PLOS Computational Biology | 2014
David Higgins; Michael Graupner; Nicolas Brunel
Most models of learning and memory assume that memories are maintained in neuronal circuits by persistent synaptic modifications induced by specific patterns of pre- and postsynaptic activity. For this scenario to be viable, synaptic modifications must survive the ubiquitous ongoing activity present in neural circuits in vivo. In this paper, we investigate the time scales of memory maintenance in a calcium-based synaptic plasticity model that has been shown recently to be able to fit different experimental data-sets from hippocampal and neocortical preparations. We find that in the presence of background activity on the order of 1 Hz parameters that fit pyramidal layer 5 neocortical data lead to a very fast decay of synaptic efficacy, with time scales of minutes. We then identify two ways in which this memory time scale can be extended: (i) the extracellular calcium concentration in the experiments used to fit the model are larger than estimated concentrations in vivo.

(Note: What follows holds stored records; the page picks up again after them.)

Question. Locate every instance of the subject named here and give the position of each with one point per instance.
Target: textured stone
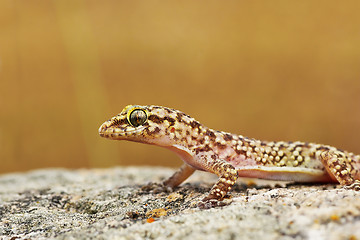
(111, 204)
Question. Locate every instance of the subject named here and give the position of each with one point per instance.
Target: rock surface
(111, 204)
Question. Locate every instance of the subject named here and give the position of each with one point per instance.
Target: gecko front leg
(227, 178)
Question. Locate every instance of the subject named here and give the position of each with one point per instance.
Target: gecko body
(230, 155)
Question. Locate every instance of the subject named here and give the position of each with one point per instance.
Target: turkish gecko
(227, 155)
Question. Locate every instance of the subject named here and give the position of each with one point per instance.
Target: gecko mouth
(116, 132)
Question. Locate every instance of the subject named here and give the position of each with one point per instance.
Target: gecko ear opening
(137, 117)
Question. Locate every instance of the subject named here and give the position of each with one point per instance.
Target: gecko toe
(156, 188)
(213, 203)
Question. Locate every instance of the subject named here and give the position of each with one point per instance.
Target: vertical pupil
(137, 117)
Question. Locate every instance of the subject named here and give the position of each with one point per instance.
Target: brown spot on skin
(219, 145)
(155, 119)
(228, 137)
(157, 129)
(322, 148)
(240, 152)
(195, 124)
(210, 134)
(170, 120)
(179, 116)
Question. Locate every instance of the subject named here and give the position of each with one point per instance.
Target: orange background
(272, 70)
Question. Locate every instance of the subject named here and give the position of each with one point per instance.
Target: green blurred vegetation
(274, 70)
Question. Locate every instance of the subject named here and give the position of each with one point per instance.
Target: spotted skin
(227, 155)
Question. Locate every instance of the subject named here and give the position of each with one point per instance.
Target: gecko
(227, 155)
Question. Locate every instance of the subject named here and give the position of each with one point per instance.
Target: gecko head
(148, 124)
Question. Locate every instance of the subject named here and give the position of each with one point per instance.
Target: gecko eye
(137, 117)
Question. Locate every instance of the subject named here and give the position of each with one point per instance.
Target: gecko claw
(213, 203)
(156, 188)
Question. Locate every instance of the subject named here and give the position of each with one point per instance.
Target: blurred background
(272, 70)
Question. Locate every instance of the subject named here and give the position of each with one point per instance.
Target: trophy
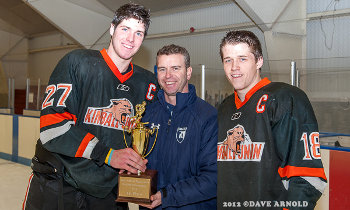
(138, 188)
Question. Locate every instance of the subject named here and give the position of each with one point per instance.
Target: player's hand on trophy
(127, 159)
(156, 201)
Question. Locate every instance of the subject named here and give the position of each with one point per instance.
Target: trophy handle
(126, 144)
(153, 142)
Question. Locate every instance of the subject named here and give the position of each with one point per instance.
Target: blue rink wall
(18, 136)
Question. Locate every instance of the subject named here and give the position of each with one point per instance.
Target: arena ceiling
(19, 18)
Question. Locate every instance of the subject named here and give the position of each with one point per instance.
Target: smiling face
(173, 75)
(126, 39)
(241, 68)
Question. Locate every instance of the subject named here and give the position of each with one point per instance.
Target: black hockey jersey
(87, 102)
(268, 150)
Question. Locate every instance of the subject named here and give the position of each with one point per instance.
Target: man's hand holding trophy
(138, 188)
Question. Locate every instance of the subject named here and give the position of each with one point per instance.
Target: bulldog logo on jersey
(180, 134)
(116, 115)
(237, 146)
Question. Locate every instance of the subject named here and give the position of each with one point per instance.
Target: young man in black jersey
(268, 141)
(90, 98)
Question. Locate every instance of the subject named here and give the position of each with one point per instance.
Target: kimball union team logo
(237, 146)
(116, 115)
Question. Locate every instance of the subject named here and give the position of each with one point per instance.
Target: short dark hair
(248, 37)
(175, 49)
(132, 10)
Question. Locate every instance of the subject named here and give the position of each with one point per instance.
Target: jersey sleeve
(59, 132)
(296, 137)
(201, 187)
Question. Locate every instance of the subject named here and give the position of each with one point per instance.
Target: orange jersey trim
(122, 78)
(258, 86)
(51, 119)
(290, 171)
(84, 144)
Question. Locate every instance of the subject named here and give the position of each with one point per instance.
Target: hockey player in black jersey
(91, 95)
(268, 141)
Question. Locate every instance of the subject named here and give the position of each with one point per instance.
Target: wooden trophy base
(137, 189)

Lowering extracellular calcium concentration to in vivo levels leads to an increase in memory time scales of several orders of magnitude; (ii) adding a bistability mechanism so that each synapse has two stable states at sufficiently low background activity leads to a further boost in memory time scale, since memory decay is no longer described by an exponential decay from an initial state, but by an escape from a potential well. We argue that both features are expected to be present in synapses in vivo. These results are obtained first in a single synapse connecting two independent Poisson neurons, and then in simulations of a large network of excitatory and inhibitory integrate-and-fire neurons. Our results emphasise the need for studying plasticity at physiological extracellular calcium concentration, and highlight the role of synaptic bi- or multistability in the stability of learned synaptic structures.